How to Play Kwijibo
You and your opponents take turns placing lettered tiles on the board, forming a single word. Each round begins with a single letter, and a yet unknown word, and ends when a player cannot continue forming a legal English word.
Object of the Game
The object in a standard game of Kwijibo is to fulfill one of the two following conditions:
Successfully play your last letter tile, thereby depleting your stack.
Be the first to reach 60 points.
Kwijibo is for five players. If you don't have anyone else to play with, Kwijibo on BYOND supplies a number of "Kwijibot" opponents to play against.
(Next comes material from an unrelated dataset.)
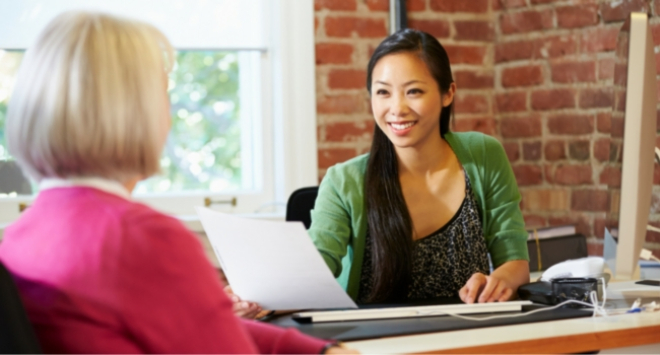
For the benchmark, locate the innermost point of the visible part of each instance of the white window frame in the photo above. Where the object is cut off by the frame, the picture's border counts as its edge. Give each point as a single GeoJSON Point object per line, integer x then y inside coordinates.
{"type": "Point", "coordinates": [289, 141]}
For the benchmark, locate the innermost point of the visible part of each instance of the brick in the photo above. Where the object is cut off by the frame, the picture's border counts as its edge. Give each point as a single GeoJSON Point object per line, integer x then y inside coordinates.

The 100 letter tiles are distributed evenly among the players, the player's seats are randomly shuffled, and the first player picks a letter to begin the first round.
Your Tile Stack
At any given time during the game, you will see no more than seven tiles from your stack. Those tiles are shown on the wooden rack in the lower right of your screen. The total tile count of your stack is shown in the small square to the left of your name, as are the counts of your opponents.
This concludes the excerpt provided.